Sir Oliver. I'll ask him 8 or 10 per cent on the loan, at least. 
Moses. If you ask him no more than that, you'll be discovered immediately. 
Sir Oliver. Hey! what the plague! how much then? 
Moses. That depends upon the circumstances. If he appears not very anxious for the supply, you should require only 40 or 50 per cent; but if you find him in great distress, and want the moneys very bad, you may ask double.
Sir Peter. A good honest trade you're learning, Sir Oliver! 
Study Questions and Essay Topics
  • Which character in the play do you most admire? Explain your answer.
  • Which character do you least admire. Explain your answer. 
  • In an essay, compare and contrast The School for Scandal with a modern situation comedy (film or TV program).
  • In an essay, discuss the similarities between The School for Scandal and another comedy of manners, She Stoops to Conquer.
  • In your opinion, why is Lady Sneerwell attracted to Charles Surface? 
  • Which role in the play do you think poses the greatest challenge for an actor? Explain your answer. 

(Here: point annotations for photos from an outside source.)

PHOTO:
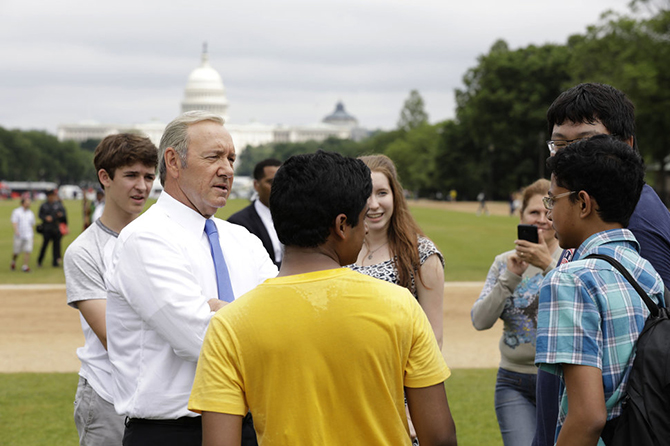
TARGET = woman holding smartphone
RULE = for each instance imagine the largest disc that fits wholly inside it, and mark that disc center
(511, 293)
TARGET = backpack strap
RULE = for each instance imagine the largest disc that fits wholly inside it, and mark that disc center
(653, 308)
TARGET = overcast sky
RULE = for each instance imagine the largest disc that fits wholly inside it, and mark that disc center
(286, 62)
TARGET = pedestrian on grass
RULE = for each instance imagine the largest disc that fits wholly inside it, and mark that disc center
(511, 293)
(23, 222)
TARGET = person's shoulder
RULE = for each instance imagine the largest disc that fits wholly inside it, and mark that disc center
(87, 244)
(649, 209)
(232, 228)
(378, 286)
(241, 215)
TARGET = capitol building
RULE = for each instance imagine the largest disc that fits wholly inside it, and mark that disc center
(205, 91)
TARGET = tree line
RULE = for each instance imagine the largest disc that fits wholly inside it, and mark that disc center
(496, 141)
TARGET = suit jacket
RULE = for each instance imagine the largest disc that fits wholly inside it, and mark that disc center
(249, 218)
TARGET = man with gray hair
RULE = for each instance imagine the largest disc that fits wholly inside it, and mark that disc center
(171, 269)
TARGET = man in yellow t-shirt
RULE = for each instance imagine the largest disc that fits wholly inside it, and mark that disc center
(321, 354)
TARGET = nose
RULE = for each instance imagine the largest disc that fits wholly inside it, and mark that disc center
(226, 169)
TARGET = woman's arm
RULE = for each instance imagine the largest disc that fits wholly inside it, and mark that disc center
(499, 286)
(430, 290)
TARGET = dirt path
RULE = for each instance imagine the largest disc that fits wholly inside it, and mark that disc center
(40, 333)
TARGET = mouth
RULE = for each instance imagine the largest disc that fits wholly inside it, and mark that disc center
(221, 187)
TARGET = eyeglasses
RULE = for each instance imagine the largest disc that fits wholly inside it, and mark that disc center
(549, 202)
(556, 145)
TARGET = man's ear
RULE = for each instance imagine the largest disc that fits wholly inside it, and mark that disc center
(587, 204)
(172, 162)
(104, 178)
(340, 227)
(629, 141)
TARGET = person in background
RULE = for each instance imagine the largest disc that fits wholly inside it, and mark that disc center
(395, 248)
(256, 217)
(579, 113)
(511, 293)
(23, 222)
(52, 213)
(126, 168)
(321, 354)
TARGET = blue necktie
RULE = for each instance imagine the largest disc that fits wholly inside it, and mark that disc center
(220, 267)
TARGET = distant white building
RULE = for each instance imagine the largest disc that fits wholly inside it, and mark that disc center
(205, 91)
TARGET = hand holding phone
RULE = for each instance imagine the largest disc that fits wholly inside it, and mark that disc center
(528, 233)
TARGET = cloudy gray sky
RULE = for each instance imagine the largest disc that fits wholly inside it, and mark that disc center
(283, 62)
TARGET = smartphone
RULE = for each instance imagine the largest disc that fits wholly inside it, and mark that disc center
(528, 232)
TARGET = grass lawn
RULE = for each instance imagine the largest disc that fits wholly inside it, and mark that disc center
(36, 408)
(469, 243)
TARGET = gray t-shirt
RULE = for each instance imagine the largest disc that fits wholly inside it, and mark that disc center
(85, 263)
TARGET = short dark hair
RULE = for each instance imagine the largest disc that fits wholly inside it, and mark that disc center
(259, 170)
(122, 150)
(607, 169)
(590, 102)
(310, 190)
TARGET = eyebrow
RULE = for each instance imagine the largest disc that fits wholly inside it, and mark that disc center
(579, 135)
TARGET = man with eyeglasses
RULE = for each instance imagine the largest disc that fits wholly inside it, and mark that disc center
(581, 112)
(589, 316)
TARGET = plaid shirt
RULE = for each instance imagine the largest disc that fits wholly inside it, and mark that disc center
(586, 312)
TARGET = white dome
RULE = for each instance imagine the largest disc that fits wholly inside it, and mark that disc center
(205, 90)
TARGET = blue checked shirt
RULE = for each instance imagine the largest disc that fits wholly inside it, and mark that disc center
(590, 315)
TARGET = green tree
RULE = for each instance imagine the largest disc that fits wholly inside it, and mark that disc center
(502, 110)
(414, 155)
(412, 114)
(633, 55)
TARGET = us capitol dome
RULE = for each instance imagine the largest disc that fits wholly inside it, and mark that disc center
(205, 91)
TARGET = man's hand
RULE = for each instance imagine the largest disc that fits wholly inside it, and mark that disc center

  • Write an expository essay informing readers of what a typical English theatre was like in the late 1700's.
  • Write an essay focusing on the appetite for stories of scandal in present-day England and America. Include in your essay a discussion of tabloid newspapers and television programs that serve scandal as their main course. 
  • Write a psychological profile of Mrs. Candour. Use dialogue from the play—as well as book and Internet research—to support your thesis.
  • Sir Peter Teazle is at least twice the age of his wife. Why did she marry him?